Earnings excluding one-time items will be at least $5.40 a share, while revenue will rise about 9 percent to $38.6 billion, Aetna said yesterday in a filing. Analysts had predicted $5.52 a share and $38.91 billion, according to the averages of estimates compiled by Bloomberg. Aetna, based in Hartford, Connecticut, will hold its annual investor meeting today in New York City.
UnitedHealth Group Inc. (UNH), the biggest insurer by enrollment, and Cigna Corp., the fourth largest, each forecast profit below analyst estimates during the last month. Both predicted rising costs to treat members while Cigna also cited weak employment growth in the U.S. The companies’ outlooks may be conservative, said Dave Shove, a BMO Capital Markets analyst in New York.
Aetna expects medical costs will rise at the same rate as this year “despite ongoing proof of slowing growth,” Shove said in a note to clients. The forecast reflected “management’s cautious stance on guiding high.”
Yesterday’s guidance also excludes the impact from Aetna’s $5.6 billion purchase of Coventry Health Plans Inc., expected to close next year. While the forecast was below estimates, it may still be stronger than what some investors were expecting, said Matthew Borsch, a Goldman Sachs Group Inc. analyst in New York, in a note.

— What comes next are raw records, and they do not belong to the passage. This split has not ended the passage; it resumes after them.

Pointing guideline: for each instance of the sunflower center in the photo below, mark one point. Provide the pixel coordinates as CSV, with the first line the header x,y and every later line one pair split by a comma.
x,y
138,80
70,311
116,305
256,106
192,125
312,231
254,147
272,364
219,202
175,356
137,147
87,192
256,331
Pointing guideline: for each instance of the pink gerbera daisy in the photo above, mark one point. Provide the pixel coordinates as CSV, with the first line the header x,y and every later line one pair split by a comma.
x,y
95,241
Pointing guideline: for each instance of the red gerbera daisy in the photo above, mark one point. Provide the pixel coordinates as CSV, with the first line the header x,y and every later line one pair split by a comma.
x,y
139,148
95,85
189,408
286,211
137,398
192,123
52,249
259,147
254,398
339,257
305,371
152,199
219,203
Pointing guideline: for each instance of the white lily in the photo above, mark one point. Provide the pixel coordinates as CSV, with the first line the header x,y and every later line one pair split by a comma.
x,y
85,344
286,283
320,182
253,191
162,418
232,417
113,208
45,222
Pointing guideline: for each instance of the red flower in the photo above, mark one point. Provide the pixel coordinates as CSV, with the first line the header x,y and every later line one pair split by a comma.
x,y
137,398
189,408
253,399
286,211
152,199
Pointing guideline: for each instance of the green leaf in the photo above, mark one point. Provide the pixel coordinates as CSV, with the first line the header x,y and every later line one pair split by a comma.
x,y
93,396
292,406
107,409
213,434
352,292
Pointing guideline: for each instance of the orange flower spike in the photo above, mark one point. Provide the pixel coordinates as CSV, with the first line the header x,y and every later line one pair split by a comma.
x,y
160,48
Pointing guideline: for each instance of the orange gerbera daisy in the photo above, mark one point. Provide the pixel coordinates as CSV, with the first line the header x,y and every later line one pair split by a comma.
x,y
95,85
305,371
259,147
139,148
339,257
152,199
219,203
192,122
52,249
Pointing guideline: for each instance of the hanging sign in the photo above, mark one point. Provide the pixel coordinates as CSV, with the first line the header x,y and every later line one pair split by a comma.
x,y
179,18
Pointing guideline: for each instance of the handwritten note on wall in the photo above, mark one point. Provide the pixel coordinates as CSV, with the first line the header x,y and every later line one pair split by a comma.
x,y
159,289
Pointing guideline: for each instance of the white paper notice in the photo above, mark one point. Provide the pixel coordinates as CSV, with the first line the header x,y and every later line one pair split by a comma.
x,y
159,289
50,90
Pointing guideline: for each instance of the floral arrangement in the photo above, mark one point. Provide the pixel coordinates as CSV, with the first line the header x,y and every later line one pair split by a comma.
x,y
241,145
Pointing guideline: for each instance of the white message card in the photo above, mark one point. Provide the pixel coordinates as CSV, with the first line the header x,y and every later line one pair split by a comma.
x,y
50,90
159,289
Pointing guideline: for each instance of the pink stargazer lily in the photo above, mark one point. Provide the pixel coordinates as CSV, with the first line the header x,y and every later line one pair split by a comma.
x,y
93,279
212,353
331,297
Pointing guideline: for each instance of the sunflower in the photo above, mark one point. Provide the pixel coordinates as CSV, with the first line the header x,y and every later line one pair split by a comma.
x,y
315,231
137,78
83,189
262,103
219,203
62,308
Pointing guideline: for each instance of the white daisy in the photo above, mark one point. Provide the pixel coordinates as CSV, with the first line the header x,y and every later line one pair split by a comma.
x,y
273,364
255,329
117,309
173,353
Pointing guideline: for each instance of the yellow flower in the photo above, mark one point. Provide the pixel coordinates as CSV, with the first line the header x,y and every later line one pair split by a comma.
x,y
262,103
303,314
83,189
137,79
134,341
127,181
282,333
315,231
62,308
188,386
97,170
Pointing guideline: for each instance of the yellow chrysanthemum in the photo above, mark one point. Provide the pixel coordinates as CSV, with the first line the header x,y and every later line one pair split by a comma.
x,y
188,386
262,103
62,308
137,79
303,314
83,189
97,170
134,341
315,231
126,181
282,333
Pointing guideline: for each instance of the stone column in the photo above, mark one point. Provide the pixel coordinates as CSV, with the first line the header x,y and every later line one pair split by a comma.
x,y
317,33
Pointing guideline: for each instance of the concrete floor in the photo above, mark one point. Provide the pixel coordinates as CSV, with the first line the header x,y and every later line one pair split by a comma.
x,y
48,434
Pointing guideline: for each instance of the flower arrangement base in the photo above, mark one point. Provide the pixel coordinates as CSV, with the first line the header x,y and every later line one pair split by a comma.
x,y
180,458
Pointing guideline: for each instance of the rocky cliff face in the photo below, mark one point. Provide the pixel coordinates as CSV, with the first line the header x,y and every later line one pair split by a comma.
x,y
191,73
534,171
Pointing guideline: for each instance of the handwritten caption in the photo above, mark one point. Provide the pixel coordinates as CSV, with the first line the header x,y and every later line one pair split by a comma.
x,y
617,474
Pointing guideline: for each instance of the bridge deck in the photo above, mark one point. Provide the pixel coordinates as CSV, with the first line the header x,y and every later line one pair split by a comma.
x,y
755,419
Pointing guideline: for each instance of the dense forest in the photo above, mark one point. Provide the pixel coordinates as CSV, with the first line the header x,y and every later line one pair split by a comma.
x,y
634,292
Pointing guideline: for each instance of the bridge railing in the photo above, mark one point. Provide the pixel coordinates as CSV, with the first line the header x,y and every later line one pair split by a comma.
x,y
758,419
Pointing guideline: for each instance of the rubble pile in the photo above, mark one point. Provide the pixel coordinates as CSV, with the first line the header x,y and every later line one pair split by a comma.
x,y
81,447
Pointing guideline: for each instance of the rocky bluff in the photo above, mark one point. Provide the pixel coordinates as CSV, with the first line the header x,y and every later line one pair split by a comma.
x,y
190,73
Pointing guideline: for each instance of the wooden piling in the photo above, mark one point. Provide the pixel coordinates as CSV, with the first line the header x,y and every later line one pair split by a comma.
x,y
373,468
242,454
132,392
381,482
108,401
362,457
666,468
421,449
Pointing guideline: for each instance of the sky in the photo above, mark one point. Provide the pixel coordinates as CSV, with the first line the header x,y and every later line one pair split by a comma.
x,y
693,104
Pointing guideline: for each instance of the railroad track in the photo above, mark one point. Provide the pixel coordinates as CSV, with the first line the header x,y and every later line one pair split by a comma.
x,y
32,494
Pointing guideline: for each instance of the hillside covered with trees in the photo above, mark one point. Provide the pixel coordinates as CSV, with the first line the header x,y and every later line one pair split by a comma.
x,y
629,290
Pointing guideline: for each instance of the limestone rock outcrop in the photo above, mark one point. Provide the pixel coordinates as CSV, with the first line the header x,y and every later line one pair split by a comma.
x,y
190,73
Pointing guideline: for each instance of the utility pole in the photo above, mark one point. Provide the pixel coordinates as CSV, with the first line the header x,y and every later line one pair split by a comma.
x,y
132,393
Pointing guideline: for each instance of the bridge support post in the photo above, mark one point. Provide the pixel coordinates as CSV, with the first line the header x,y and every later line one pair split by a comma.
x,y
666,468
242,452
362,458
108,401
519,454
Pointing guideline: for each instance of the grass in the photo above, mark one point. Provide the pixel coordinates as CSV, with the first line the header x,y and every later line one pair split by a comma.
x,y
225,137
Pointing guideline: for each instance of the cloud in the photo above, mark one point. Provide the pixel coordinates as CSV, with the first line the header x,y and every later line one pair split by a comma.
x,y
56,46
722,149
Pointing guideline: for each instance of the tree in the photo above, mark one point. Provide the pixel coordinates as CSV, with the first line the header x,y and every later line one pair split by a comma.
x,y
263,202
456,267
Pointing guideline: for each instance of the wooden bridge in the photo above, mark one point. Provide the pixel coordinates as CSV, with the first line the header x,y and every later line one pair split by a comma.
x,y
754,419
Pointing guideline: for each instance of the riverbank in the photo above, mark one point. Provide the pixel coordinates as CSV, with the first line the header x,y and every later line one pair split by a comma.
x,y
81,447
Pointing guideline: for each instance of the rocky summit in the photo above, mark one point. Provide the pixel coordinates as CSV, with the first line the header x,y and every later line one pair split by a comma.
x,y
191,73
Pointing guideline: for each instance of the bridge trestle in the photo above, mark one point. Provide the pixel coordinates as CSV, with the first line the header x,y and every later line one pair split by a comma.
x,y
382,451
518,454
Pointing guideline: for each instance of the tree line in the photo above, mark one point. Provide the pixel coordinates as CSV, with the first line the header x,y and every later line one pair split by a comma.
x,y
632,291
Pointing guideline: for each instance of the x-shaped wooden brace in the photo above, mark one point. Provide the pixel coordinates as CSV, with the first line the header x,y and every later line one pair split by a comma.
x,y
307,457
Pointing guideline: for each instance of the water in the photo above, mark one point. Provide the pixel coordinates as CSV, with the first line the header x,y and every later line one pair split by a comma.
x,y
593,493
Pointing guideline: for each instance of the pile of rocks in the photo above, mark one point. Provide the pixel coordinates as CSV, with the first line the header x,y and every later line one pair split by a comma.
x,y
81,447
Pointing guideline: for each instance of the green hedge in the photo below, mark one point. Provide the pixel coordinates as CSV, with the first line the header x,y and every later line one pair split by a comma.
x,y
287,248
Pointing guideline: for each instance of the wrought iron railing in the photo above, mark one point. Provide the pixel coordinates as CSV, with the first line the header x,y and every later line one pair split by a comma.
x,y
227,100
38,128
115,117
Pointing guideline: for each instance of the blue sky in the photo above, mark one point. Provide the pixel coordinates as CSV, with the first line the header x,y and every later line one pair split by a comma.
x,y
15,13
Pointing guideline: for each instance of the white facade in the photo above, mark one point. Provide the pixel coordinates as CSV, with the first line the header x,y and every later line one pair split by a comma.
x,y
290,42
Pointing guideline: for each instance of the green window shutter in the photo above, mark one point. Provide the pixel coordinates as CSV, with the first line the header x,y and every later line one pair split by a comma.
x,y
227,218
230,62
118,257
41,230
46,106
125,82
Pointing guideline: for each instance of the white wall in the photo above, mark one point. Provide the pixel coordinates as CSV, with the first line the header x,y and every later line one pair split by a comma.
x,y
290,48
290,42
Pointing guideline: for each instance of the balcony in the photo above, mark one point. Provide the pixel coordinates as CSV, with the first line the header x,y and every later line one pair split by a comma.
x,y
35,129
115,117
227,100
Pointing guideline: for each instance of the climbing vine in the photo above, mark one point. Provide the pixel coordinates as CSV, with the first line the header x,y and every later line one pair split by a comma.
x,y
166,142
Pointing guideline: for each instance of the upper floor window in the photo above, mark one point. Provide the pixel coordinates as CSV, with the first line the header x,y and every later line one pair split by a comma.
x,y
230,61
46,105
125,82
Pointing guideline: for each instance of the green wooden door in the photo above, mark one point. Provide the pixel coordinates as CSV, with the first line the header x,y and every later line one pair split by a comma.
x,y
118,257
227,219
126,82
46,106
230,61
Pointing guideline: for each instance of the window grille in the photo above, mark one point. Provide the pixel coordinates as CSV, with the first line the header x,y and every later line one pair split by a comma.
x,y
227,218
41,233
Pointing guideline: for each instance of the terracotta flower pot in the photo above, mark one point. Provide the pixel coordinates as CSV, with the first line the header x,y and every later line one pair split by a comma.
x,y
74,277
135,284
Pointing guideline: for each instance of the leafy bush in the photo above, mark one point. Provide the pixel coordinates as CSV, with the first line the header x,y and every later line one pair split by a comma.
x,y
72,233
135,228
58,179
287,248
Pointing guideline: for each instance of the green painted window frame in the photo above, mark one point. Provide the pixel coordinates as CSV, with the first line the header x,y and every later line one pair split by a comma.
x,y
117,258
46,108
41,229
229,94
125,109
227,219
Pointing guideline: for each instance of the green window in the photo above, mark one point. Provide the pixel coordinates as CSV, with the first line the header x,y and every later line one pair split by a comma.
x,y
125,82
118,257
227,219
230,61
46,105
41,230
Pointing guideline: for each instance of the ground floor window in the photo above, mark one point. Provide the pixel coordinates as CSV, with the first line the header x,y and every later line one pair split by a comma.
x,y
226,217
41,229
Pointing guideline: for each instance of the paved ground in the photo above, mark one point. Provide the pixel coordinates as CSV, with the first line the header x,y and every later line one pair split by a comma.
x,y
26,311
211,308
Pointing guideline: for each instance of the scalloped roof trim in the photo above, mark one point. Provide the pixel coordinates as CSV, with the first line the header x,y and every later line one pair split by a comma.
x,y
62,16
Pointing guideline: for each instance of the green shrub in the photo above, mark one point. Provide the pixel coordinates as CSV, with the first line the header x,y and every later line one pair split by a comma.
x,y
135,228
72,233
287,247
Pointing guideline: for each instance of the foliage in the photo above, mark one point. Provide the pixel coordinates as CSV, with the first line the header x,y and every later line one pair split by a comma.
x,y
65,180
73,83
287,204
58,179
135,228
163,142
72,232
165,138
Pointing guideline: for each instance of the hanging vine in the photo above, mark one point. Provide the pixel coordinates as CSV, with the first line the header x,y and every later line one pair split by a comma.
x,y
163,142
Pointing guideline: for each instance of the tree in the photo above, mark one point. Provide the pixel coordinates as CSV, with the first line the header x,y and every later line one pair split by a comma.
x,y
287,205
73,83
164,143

The insurer reiterated its 2012 earnings forecast of $5.10 a share.
At a Nov. 14 investor conference, Chief Financial Officer Joseph Zubretsky said the economy will be a drag on the business next year. The company doesn’t expect employment to grow next year, he said, making it difficult to add members.
The insurer anticipates ending this year with about 18.2 million members, with enrollment remaining unchanged through the first quarter of 2013. By year-end, membership will increase to about 18.4 million, Aetna said in the filing.
Aetna is projecting commercial medical costs will rise next year about 6.5 percent, the same as this year.
Zubretsky said last month that Aetna would get a boost next year from share repurchases as well as an $800 million contract to cover retired teachers in Texas. In August, the insurer announced its Coventry purchase, saying it wanted to expand sales in government-backed Medicare and Medicaid plans.